Encouragement à continuer à administrer la justice avec vigilance et célérité, en parfaite adhésion au Magistère.

En vous recevant ce matin, selon une coutume désormais traditionnelle qui unit l'inauguration de l'année judiciaire de votre Tribunal à la rencontre avec Notre personne, Nous sommes animé de vifs sentiments d'estime et de reconnaissance pour la remarquable activité que vous exercez dans le cadre et au service du Saint-Siège, et Nous percevons clairement que de tels sentiments acquièrent maintenant un plus grand relief et se définissent de manière plus concrète après le déférent discours de votre Doyen qui, également en cette circonstance, a assumé remarquablement la mission d'être votre fidèle porte- parole.
Oui, Nous devons vous exprimer un sincère remerciement, qui signifie également satisfaction et encouragement, pour les résolutions que le Doyen a exprimées en votre nom à tous et qui Nous offrent une base sérieuse pour développer quelques réflexions. Comment pourrions-Nous, en effet, ne pas donner du poids et de l'importance aux qualités morales qu'il a rappelées et desquelles, plus et mieux encore que par le passé, vous désirez vous inspirer dans votre service ecclésial?

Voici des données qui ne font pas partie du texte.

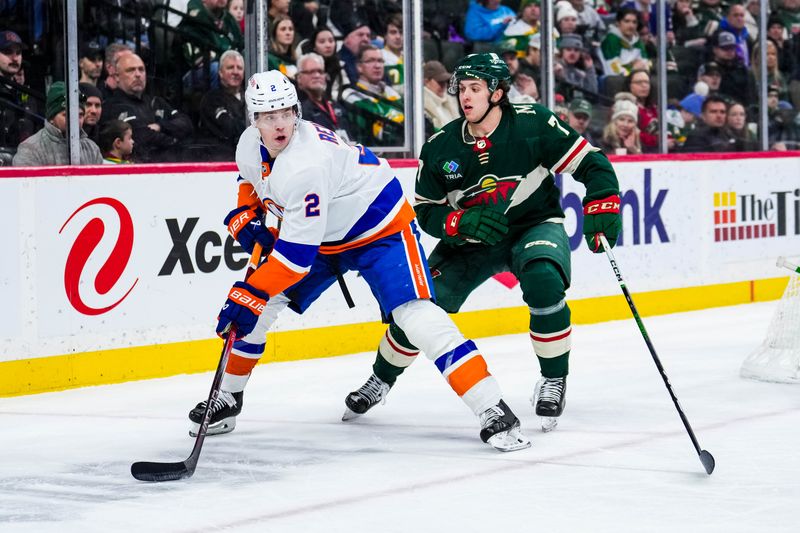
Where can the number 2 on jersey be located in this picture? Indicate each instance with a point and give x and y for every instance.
(312, 205)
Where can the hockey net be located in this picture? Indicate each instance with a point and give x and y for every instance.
(778, 357)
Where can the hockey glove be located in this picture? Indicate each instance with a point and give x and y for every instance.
(244, 305)
(476, 224)
(244, 225)
(601, 216)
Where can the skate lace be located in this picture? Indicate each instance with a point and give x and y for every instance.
(552, 390)
(374, 389)
(224, 399)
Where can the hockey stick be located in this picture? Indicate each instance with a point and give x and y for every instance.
(149, 471)
(786, 264)
(706, 458)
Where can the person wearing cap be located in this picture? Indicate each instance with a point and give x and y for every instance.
(90, 63)
(574, 69)
(712, 134)
(440, 107)
(621, 135)
(49, 146)
(709, 77)
(622, 50)
(486, 20)
(93, 110)
(18, 109)
(579, 116)
(737, 81)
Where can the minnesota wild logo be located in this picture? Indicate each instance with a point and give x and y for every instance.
(490, 190)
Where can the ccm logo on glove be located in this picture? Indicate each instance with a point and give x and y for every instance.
(245, 298)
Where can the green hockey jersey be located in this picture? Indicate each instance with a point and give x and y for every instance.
(510, 170)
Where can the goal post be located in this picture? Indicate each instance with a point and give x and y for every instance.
(778, 357)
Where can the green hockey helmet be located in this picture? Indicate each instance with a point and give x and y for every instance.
(485, 66)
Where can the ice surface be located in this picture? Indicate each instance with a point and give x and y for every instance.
(619, 461)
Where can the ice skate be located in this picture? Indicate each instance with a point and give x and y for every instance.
(362, 400)
(500, 429)
(223, 413)
(549, 399)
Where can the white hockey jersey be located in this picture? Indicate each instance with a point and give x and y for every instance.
(330, 196)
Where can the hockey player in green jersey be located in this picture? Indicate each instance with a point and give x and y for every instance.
(485, 188)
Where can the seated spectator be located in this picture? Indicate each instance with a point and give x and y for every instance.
(440, 106)
(737, 124)
(19, 112)
(113, 52)
(314, 101)
(574, 69)
(487, 20)
(786, 59)
(638, 84)
(93, 110)
(590, 26)
(49, 146)
(621, 136)
(393, 52)
(709, 77)
(357, 37)
(223, 111)
(158, 128)
(789, 13)
(323, 43)
(622, 50)
(90, 63)
(209, 31)
(734, 23)
(712, 134)
(116, 142)
(375, 110)
(686, 25)
(579, 118)
(525, 25)
(737, 82)
(281, 47)
(523, 88)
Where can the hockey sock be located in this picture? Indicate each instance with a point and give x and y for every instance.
(395, 354)
(550, 326)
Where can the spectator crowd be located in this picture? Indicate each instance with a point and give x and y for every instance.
(162, 80)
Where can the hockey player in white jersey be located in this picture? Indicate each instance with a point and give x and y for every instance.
(342, 208)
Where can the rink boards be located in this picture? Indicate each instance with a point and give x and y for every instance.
(115, 273)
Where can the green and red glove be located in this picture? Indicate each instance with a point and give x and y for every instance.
(476, 224)
(601, 216)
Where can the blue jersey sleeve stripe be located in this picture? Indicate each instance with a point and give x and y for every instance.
(301, 255)
(445, 361)
(377, 211)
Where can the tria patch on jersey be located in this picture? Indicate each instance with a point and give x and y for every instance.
(490, 190)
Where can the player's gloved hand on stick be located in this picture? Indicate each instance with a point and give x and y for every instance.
(601, 216)
(245, 225)
(244, 305)
(476, 224)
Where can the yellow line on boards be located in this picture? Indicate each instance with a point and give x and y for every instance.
(45, 374)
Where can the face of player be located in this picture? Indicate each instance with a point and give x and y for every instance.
(473, 96)
(324, 44)
(231, 73)
(277, 128)
(94, 108)
(10, 60)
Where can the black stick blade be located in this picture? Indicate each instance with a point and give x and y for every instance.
(146, 471)
(708, 461)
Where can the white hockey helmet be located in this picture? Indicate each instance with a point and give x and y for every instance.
(269, 91)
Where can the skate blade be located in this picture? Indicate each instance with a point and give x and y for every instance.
(349, 414)
(509, 441)
(225, 425)
(549, 423)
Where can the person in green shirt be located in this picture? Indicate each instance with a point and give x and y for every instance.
(486, 188)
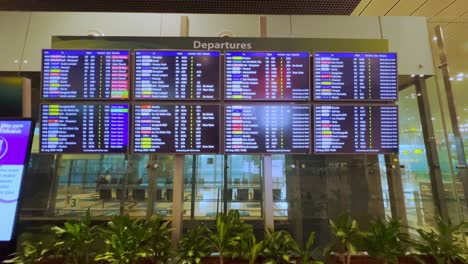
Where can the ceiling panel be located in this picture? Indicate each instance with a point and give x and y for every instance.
(360, 7)
(454, 10)
(406, 7)
(279, 7)
(432, 7)
(379, 7)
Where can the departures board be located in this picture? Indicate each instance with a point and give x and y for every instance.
(169, 128)
(257, 129)
(355, 76)
(177, 75)
(351, 129)
(267, 76)
(84, 128)
(85, 74)
(201, 102)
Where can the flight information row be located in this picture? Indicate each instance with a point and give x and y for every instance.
(238, 128)
(206, 75)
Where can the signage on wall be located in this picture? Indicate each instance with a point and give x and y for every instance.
(218, 43)
(15, 137)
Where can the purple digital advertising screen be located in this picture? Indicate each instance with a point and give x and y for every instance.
(14, 149)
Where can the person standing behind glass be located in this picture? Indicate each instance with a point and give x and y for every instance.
(108, 177)
(103, 180)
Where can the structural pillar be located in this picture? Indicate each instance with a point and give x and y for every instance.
(178, 200)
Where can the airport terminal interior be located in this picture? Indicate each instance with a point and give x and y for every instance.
(426, 176)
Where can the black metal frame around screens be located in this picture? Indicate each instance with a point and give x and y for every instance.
(370, 101)
(130, 74)
(83, 103)
(348, 104)
(223, 78)
(218, 94)
(25, 169)
(132, 132)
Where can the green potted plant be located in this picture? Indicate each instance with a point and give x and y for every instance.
(306, 252)
(74, 240)
(445, 242)
(36, 248)
(227, 237)
(194, 246)
(159, 240)
(278, 247)
(346, 234)
(385, 241)
(126, 241)
(251, 248)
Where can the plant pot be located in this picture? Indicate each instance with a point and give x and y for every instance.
(53, 261)
(355, 259)
(215, 260)
(416, 259)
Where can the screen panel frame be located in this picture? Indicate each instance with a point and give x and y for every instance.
(230, 100)
(173, 100)
(219, 123)
(369, 101)
(305, 104)
(83, 103)
(351, 104)
(129, 79)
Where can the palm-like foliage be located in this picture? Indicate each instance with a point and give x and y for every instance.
(251, 248)
(346, 234)
(159, 240)
(74, 240)
(445, 242)
(278, 247)
(126, 241)
(194, 246)
(306, 253)
(34, 249)
(385, 241)
(228, 236)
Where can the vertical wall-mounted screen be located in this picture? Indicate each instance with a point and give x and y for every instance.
(257, 129)
(268, 76)
(355, 129)
(85, 74)
(177, 75)
(176, 128)
(15, 137)
(84, 128)
(355, 76)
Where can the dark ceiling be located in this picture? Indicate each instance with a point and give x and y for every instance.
(276, 7)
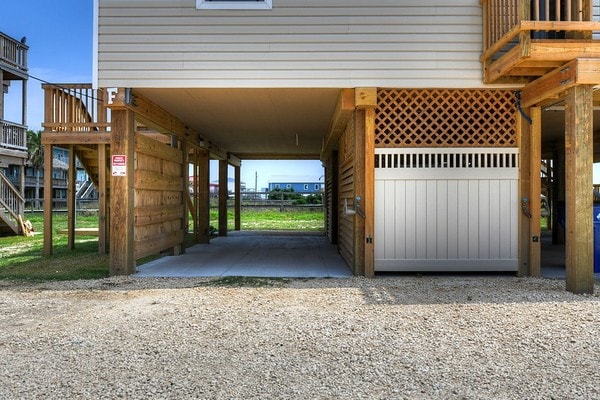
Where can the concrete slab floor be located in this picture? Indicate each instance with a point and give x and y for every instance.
(274, 254)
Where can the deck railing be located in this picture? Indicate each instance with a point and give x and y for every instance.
(12, 204)
(504, 20)
(13, 53)
(13, 136)
(74, 108)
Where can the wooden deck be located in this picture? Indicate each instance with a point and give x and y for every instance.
(528, 39)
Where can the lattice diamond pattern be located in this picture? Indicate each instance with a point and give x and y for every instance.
(445, 118)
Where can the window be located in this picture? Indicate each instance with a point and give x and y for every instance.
(234, 4)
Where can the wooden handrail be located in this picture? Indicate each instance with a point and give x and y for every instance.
(504, 17)
(74, 108)
(11, 199)
(13, 53)
(13, 136)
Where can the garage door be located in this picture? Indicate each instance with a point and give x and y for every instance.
(446, 209)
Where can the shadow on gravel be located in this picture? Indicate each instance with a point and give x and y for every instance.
(385, 289)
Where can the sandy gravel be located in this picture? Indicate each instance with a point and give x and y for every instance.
(428, 337)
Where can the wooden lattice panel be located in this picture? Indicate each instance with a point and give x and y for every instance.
(445, 118)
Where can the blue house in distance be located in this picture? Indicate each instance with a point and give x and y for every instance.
(299, 184)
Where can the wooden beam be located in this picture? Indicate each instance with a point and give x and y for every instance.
(535, 191)
(556, 83)
(48, 196)
(342, 114)
(365, 97)
(75, 138)
(238, 198)
(223, 195)
(155, 117)
(277, 156)
(122, 245)
(579, 200)
(71, 199)
(232, 159)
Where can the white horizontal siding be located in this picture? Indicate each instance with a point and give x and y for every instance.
(300, 43)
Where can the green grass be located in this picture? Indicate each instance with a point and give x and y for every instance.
(21, 258)
(273, 219)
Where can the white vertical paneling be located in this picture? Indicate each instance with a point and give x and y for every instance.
(505, 224)
(484, 219)
(400, 211)
(432, 219)
(391, 202)
(441, 218)
(463, 219)
(411, 220)
(381, 204)
(453, 228)
(495, 219)
(421, 222)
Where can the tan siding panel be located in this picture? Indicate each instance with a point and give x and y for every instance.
(299, 43)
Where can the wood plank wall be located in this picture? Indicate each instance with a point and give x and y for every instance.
(346, 193)
(159, 201)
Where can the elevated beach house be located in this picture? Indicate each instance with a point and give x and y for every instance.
(434, 120)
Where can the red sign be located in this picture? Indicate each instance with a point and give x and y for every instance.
(119, 165)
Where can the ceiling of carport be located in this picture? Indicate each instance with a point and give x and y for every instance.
(254, 123)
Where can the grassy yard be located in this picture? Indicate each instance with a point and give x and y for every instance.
(21, 257)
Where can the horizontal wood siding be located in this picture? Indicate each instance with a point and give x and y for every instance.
(346, 193)
(299, 43)
(159, 201)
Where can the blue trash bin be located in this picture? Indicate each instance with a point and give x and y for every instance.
(560, 211)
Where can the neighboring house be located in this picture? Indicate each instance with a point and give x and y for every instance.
(419, 112)
(298, 184)
(13, 142)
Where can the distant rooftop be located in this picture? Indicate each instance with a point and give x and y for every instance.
(294, 179)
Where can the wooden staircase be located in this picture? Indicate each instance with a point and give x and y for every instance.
(88, 157)
(12, 205)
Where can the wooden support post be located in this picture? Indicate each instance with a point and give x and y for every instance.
(359, 190)
(334, 206)
(196, 191)
(579, 198)
(122, 259)
(558, 195)
(203, 197)
(71, 199)
(535, 191)
(1, 94)
(368, 203)
(524, 137)
(223, 194)
(238, 198)
(48, 200)
(102, 217)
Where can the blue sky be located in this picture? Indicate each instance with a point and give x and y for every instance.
(59, 36)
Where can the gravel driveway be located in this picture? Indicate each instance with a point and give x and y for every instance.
(407, 337)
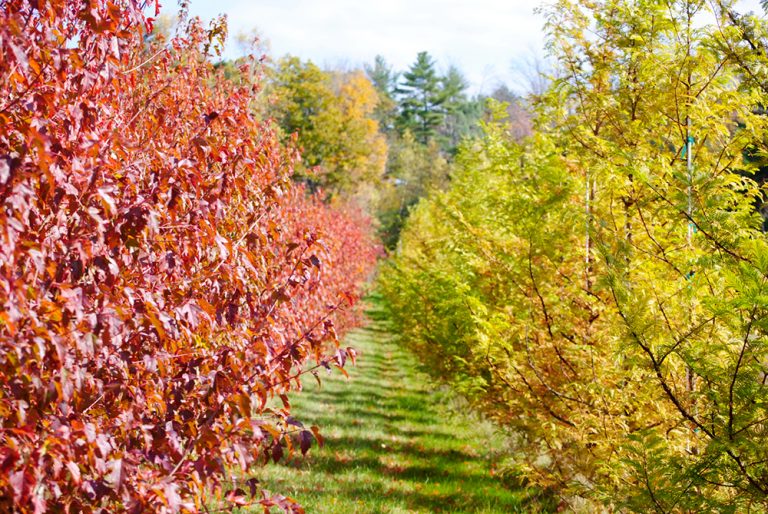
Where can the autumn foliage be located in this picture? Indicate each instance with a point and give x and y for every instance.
(162, 279)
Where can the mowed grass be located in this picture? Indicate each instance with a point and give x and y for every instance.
(394, 443)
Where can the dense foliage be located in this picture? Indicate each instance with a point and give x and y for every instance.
(161, 276)
(601, 288)
(330, 114)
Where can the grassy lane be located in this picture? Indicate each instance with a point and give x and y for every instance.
(393, 443)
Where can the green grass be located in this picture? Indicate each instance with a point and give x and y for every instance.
(393, 443)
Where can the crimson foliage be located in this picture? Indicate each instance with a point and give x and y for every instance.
(161, 277)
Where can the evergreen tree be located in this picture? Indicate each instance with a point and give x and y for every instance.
(461, 113)
(384, 80)
(421, 97)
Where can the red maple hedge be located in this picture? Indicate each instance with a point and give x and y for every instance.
(161, 277)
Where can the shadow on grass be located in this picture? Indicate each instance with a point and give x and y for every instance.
(394, 445)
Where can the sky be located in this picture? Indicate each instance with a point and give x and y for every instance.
(490, 41)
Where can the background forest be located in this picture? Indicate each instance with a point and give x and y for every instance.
(184, 240)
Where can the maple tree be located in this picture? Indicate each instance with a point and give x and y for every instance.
(162, 278)
(600, 287)
(331, 116)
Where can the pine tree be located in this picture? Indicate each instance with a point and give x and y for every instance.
(421, 97)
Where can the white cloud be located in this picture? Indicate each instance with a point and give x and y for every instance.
(484, 38)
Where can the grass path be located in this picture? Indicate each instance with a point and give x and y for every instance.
(393, 443)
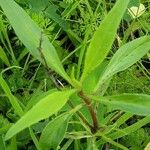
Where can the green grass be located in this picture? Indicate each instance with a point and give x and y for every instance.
(74, 74)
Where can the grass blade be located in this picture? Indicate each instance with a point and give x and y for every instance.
(31, 35)
(104, 37)
(46, 107)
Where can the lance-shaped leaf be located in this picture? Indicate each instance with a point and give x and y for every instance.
(138, 104)
(31, 36)
(103, 38)
(55, 130)
(46, 107)
(125, 57)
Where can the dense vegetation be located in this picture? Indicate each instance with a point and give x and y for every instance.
(74, 74)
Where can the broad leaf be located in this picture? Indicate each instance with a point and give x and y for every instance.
(134, 103)
(104, 37)
(3, 57)
(125, 57)
(46, 107)
(54, 132)
(31, 35)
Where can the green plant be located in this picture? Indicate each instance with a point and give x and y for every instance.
(85, 89)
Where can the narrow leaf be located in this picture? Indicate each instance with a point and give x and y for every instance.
(126, 56)
(3, 57)
(138, 104)
(54, 132)
(46, 107)
(30, 35)
(104, 37)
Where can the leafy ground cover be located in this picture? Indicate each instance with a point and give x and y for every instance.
(74, 74)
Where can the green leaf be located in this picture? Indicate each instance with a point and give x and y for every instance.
(30, 35)
(13, 100)
(3, 57)
(104, 37)
(138, 104)
(46, 107)
(125, 57)
(54, 132)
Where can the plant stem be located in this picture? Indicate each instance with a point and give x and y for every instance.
(91, 110)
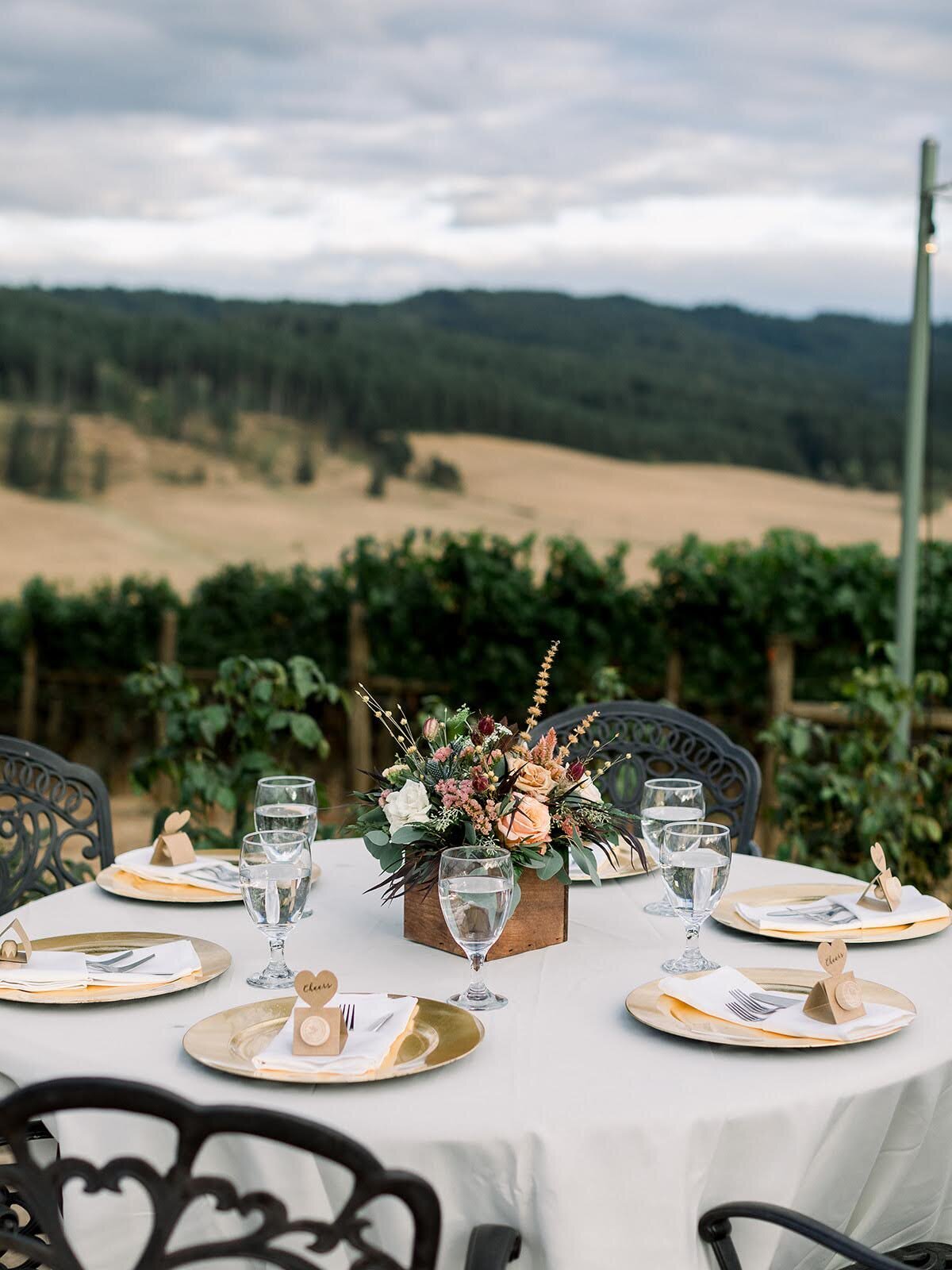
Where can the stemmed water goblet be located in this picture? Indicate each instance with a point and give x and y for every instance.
(668, 800)
(274, 872)
(696, 860)
(476, 895)
(287, 803)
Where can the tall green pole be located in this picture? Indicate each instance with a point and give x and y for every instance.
(917, 395)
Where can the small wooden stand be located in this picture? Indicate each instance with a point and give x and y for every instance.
(317, 1030)
(885, 886)
(173, 846)
(16, 946)
(837, 999)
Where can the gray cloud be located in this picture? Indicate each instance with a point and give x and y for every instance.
(387, 139)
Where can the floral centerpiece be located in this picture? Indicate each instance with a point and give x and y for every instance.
(474, 779)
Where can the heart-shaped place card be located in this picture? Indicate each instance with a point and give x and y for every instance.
(315, 990)
(833, 956)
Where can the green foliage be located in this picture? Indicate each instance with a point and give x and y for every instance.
(219, 745)
(842, 789)
(820, 398)
(22, 469)
(101, 470)
(305, 470)
(441, 475)
(59, 478)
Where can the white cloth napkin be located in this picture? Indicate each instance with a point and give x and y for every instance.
(365, 1049)
(708, 994)
(168, 962)
(52, 972)
(913, 907)
(181, 876)
(46, 972)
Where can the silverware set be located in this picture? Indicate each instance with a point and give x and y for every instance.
(348, 1014)
(754, 1007)
(117, 964)
(222, 874)
(835, 914)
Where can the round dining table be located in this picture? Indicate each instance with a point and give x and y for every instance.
(600, 1138)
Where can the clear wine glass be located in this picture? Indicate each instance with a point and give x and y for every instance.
(668, 800)
(274, 870)
(696, 861)
(476, 895)
(287, 803)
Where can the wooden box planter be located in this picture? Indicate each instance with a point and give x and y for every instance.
(541, 918)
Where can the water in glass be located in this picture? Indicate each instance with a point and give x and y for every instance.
(696, 863)
(668, 800)
(476, 895)
(276, 874)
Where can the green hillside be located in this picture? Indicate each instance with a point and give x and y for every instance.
(613, 375)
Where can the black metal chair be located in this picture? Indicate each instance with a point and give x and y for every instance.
(715, 1230)
(37, 1187)
(54, 816)
(664, 741)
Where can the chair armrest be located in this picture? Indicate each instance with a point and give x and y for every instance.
(715, 1229)
(493, 1248)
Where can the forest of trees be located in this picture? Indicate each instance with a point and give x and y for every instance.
(612, 375)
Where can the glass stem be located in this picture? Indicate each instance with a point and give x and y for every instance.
(277, 945)
(478, 990)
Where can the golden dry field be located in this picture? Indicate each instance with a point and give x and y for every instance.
(249, 507)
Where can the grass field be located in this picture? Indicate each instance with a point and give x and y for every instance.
(148, 524)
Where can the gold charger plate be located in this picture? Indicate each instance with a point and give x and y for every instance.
(790, 893)
(651, 1006)
(118, 882)
(215, 960)
(228, 1041)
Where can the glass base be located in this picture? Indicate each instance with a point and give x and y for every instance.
(270, 978)
(478, 1003)
(685, 963)
(660, 908)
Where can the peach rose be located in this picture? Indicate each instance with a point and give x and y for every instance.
(533, 780)
(527, 825)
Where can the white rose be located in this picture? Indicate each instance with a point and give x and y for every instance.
(588, 789)
(408, 806)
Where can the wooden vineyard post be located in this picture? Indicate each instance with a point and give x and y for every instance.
(27, 718)
(780, 695)
(165, 654)
(359, 738)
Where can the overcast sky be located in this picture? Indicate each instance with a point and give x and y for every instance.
(683, 150)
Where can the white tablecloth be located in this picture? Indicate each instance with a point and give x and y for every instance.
(601, 1140)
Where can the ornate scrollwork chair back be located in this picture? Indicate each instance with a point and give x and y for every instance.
(55, 823)
(716, 1230)
(270, 1235)
(664, 741)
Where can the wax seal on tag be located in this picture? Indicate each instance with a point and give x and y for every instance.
(315, 1030)
(833, 956)
(848, 995)
(892, 889)
(315, 990)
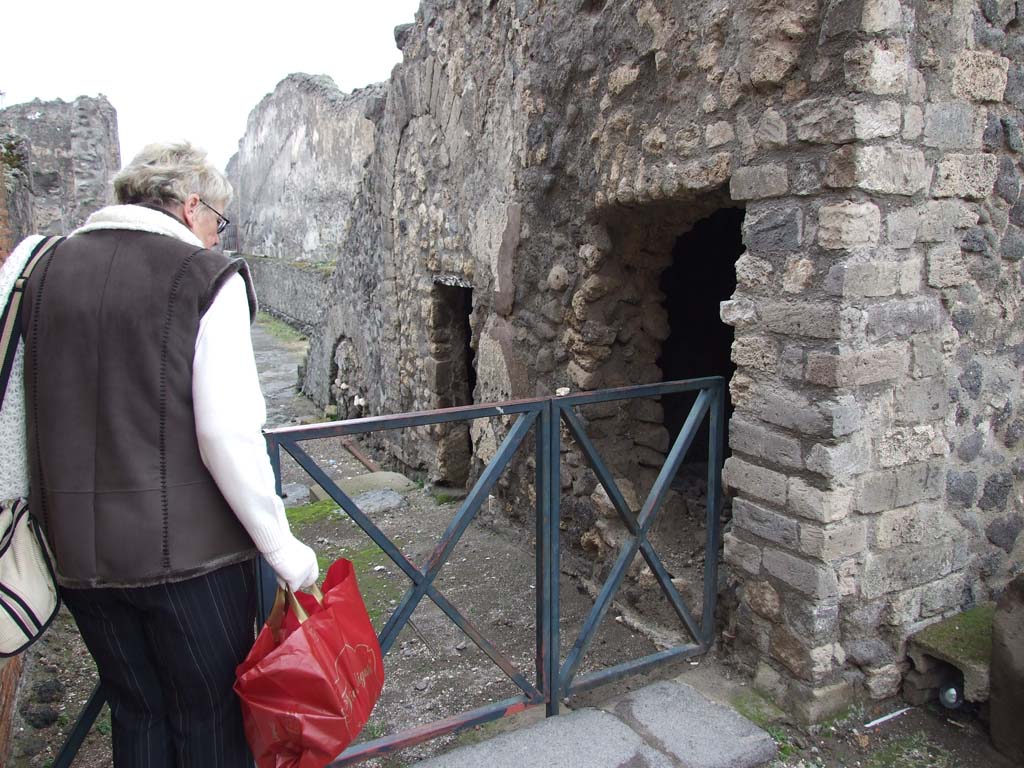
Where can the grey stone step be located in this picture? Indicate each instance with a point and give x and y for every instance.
(664, 724)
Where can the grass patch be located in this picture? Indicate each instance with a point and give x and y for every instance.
(785, 748)
(313, 512)
(756, 708)
(967, 636)
(278, 328)
(378, 587)
(910, 752)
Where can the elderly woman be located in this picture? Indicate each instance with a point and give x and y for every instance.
(146, 463)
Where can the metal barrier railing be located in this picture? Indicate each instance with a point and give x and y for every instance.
(553, 678)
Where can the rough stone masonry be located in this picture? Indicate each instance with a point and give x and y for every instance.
(523, 188)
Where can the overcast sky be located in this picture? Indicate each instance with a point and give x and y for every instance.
(190, 70)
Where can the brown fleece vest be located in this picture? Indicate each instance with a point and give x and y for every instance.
(111, 320)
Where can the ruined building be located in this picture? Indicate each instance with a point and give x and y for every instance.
(817, 199)
(74, 153)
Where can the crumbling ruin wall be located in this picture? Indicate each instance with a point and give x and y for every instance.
(75, 156)
(554, 160)
(298, 167)
(15, 192)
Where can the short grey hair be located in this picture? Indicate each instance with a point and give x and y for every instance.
(165, 173)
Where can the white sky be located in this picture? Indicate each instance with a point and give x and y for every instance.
(192, 70)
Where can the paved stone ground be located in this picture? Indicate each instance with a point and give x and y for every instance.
(664, 724)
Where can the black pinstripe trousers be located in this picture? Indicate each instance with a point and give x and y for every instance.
(166, 656)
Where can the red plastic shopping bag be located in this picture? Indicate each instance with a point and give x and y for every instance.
(309, 683)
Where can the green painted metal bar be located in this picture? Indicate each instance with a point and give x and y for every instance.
(467, 511)
(403, 421)
(454, 724)
(716, 452)
(500, 659)
(633, 667)
(629, 550)
(665, 582)
(552, 658)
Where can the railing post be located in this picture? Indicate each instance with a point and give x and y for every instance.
(553, 492)
(716, 415)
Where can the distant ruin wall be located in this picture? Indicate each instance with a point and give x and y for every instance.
(549, 160)
(15, 193)
(297, 292)
(75, 156)
(298, 167)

Parler de diligence dans le devoir; confirmer la disponibilité à suivre les directives du Magistère; veiller à une convenable célérité dans la procédure: ce sont des choses qui pourraient sembler évidentes et allant de soi, principalement dans le contexte de la circonstance présente. Mais il n'en est pas ainsi, et non seulement parce que Monseigneur le Doyen s'est soucié de leur donner un contenu au moyen d'exemples appropriés qui équivalent à autant d'engagements, mais aussi parce qu'il s'agit, en réalité, d'éléments dans lesquels la mission du juge ecclésiastique trouve une réelle qualification.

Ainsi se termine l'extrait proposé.